Parliamentary prerogatives II

by Henry Farrell on October 28, 2004

As “John Quiggin”: says, the European Commission President has blinked, and backed down in the face of a credible threat from the Parliament to defeat the Commission. The short term result is an (informal) enhancement in the power of the Parliament to control the Commission – what’s likely to happen in the longer term? My predictions:

* An informal deal between the Parliament and Commission in which the Parliament will get a permanent role in deciding which Commissioner gets which portfolio. If Barroso had struck a deal with Parliament last week, he would have been able to get away with sacking Buttiglione, and nobody else. Now, the Parliament is going to demand a higher price – in part because it can get it (the Commission has blinked), and in part because this will be much easier to sell to Christian Democrat MEPs who didn’t want Buttiglione to go. It’s clear that there is going to be a real reshuffle (Buttiglione will be booted; a couple of other dodgy Commissioners will either withdraw or be allocated less sensitive portfolios). The Parliament will demand a proper and ongoing voice in this, and will almost certainly get away with it – neither the Commission nor the member states are going to want a repeat of this week.

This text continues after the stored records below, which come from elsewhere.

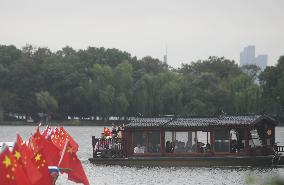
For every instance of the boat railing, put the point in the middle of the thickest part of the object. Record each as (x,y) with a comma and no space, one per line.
(108,148)
(280,149)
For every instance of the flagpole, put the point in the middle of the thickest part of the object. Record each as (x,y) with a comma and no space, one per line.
(63,152)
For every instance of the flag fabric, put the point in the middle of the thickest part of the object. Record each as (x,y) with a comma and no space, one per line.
(40,162)
(47,132)
(11,172)
(71,161)
(20,140)
(51,152)
(59,138)
(24,159)
(106,131)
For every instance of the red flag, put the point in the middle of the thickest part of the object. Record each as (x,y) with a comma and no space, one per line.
(40,162)
(71,161)
(60,137)
(24,160)
(51,152)
(19,140)
(11,172)
(106,131)
(47,132)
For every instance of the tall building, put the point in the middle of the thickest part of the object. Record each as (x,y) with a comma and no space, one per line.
(247,56)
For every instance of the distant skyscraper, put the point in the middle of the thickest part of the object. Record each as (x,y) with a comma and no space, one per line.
(247,56)
(166,55)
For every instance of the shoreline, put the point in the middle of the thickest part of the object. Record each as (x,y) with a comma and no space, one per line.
(64,123)
(72,123)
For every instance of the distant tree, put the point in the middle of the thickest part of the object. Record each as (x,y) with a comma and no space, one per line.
(47,103)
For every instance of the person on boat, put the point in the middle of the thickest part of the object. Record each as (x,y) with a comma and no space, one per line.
(169,147)
(114,131)
(194,147)
(150,148)
(137,149)
(208,148)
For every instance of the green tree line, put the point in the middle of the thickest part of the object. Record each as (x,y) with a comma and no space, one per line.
(100,82)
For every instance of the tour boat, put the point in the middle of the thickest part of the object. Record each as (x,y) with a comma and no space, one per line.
(194,141)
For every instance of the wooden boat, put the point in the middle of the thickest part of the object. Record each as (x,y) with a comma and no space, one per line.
(53,170)
(198,141)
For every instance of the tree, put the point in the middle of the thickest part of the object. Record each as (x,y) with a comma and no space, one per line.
(47,103)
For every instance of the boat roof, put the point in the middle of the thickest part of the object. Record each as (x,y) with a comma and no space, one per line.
(248,120)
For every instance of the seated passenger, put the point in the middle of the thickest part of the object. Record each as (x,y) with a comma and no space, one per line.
(169,147)
(137,149)
(208,148)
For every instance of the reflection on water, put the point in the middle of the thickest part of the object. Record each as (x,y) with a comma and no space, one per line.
(111,175)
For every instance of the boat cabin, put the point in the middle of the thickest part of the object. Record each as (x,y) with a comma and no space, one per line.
(185,137)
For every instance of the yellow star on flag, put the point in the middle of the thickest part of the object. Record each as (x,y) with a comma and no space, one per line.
(7,161)
(38,156)
(70,150)
(17,155)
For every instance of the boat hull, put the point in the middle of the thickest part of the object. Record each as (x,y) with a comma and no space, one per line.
(188,161)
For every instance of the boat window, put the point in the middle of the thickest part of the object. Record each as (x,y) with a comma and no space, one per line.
(237,140)
(169,146)
(189,141)
(146,142)
(255,140)
(222,140)
(180,141)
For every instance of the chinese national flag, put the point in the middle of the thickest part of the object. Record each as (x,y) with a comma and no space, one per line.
(51,152)
(47,132)
(24,159)
(11,172)
(20,140)
(41,164)
(60,137)
(71,161)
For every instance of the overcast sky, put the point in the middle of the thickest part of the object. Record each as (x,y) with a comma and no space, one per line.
(192,29)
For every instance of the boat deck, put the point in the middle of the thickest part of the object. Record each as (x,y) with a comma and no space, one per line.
(189,161)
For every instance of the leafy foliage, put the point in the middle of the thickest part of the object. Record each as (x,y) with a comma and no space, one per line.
(99,82)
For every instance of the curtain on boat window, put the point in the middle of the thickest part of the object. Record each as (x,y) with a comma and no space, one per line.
(146,142)
(222,140)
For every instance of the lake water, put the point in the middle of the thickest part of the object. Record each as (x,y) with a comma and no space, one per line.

* If there’s ever another round of Treaty revisions, I suspect that the Parliament will be formally given the power to reject individual Commissioners. It has effectively shown that it is willing to summon up an absolute majority to reject the entire Commission if there’s one Commissioner whom it dislikes sufficiently. It makes sense for the Council to recognize this _fait accompli_ – and ensure that the Parliament can express its dissatisfaction with individual Commissioners without provoking an institutional crisis by sacking the lot of them. Something like this has happened before, in the Council-Parliament confrontation over the “last bite at the cherry” stage in the codecision procedure (if anyone’s interested, the story is detailed “here”: in a piece co-written with Adrienne Heritier).

* Curiously perhaps, given the slant of the current news coverage, an increase in the powers of the Commission President vis-a-vis the Council. Up to now, the Commission President has had limited choice over who gets what portfolio, and none whatsoever over who gets nominated. As a result, the European Commission is an odd mix of ambitious and competent politicians, bureaucratic operators, placeholders, superannuated hacks and complete chancers. Now, the Commission President is going to be able to tell member state governments that certain candidate Commissioners are unacceptable, and have more discretion in making sure that the right person gets the right portfolio – he’ll be able to say quite credibly that the Parliament won’t stand for this or that fox being put in charge of the hencoop. In political science jargon, he’s now the equivalent of a “COG” in a “two level game”

* As a result of all the above, a quite real increase in democratic legitimacy for the EU. The European Commission only vaguely approximates to a real government, and the European Parliament is not a fully-fledged parliamentary body. But by holding hearings for Commissioners- and firing them if they don’t measure up – the Parliament is injecting some real accountability into an area of EU politics that has traditionally been dominated by self-serving backroom deals among governments.